Emanuela Santini, foto: Anders Borgkvist.Repetitive behaviours in autism. Emanuela Santini is today working at Columbia University in New York, but as Wallenberg Academy Fellow she will move her research to Karolinska Institutet. With the long-term goal of finding a treatment that subdues repetitive behaviors shown by some people with autism spectrum diagnoses, Emanuela Santini will investigate how they arise at a molecular level. Some people with autism repeat specific sounds, words or sentences, others bite their nails or spin around – behaviors that have a negative effect on quality of life, both for the sufferer and their relatives.

Previous studies indicate that mutations in the eIF4E gene may be responsible; when Emanuela Santini overexpressed the equivalent gene in mice, they developed behaviors that were reminiscent of the repetitive symptoms of autism spectrum disorders. Her hypothesis is therefore that the change in eIF4E affects the signals between the nerve cells in the striatum, an area of the brain that controls how we move, among other things.

More about Emanuela Santini's research

Carmen Gerlach

Carmen Gerlach, foto: Markus Marcetic, KAW/KVA.More effective vaccines and therapies against cancer. Carmen Gerlach, moving her research from Harvard Medical School to Karolinska Institutet, studies how the body’s immune system protects us from infections and combats cancer cells. As Wallenberg Academy Fellow she will investigate specific groups of immune cells, CD8 T cells, to better understand how they work.

Current vaccines primarily activate cells that produce antibodies, and Carmen Gerlach will try to develop knowledge that can be used to design vaccines that also make the right types of CD8 T cells. The hope is, among other things, that such vaccines could provide protection from diseases for which current vaccines do no work.

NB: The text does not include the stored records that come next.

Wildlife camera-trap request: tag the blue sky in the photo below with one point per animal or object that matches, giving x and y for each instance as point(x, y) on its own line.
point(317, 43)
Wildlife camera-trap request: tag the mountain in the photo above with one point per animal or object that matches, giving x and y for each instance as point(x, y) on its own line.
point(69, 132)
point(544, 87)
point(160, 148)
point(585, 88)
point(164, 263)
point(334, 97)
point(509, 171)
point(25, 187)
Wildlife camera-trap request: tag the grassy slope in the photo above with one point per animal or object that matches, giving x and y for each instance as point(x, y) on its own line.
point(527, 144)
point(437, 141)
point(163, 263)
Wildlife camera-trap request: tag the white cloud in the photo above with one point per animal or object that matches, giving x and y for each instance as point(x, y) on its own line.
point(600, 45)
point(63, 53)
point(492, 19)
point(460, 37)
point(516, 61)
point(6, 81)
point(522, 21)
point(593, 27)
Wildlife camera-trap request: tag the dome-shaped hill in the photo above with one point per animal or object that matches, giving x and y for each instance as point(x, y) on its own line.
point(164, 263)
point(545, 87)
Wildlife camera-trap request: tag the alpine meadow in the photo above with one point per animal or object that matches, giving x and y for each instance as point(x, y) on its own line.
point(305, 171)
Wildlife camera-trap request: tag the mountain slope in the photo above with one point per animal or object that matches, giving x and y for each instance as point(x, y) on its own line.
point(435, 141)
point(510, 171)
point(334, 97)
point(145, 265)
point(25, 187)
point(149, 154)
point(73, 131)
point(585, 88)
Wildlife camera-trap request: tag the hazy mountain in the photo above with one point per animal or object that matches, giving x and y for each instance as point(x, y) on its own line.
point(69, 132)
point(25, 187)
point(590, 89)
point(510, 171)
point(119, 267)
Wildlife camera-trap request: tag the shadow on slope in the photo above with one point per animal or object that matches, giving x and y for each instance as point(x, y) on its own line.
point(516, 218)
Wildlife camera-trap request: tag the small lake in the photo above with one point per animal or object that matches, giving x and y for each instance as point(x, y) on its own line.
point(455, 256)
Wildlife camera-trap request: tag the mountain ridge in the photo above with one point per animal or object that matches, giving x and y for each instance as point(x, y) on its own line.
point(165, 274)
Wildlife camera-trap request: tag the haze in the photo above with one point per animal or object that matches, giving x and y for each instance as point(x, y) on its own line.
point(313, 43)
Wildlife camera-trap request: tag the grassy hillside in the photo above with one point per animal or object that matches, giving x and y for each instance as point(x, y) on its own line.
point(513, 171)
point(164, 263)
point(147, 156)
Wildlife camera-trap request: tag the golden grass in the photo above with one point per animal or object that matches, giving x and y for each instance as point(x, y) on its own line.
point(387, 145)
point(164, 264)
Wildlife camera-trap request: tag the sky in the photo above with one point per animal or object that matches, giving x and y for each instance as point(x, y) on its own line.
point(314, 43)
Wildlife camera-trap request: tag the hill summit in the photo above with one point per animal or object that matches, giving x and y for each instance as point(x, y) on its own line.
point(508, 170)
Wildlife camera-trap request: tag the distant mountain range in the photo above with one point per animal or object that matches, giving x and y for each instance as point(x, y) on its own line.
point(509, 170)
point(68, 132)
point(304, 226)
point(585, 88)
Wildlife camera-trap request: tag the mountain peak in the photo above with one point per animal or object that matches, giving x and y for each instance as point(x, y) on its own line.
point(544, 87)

More about Carmen Gerlach's research

Joanna Rorbach

Joanna Rorbach, foto: Markus Marcetic, KAW/KVA.Mitochondrial ribosomes to be mapped in atomic detail. Joanna Rorbach is a principl investigator at Karolinska Institutet’s Department of Medical Biochemistry and Biophysics. As Wallenberg Academy Fellow she will investigate the large molecular machinery in the mitochondria, the cell’s power plant that puts together the proteins used in cellular respiration. These molecular protein factories are called mitochondrial ribosomes and are central to our survival. However, despite their importance there is limited knowledge of how the mitochondrial ribosomes are built together and function.

In her work, Joanna Rorbach will use the latest advancements in genetics and proteomics together with cryo-electron microscopy. Beyond describing the workings of the cell nucleus in atomic detail, in-depth knowledge of mitochondrial ribosomes may contribute to further understanding of the mechanisms behind aging, cancer and many inherited and neurodegenerative diseases.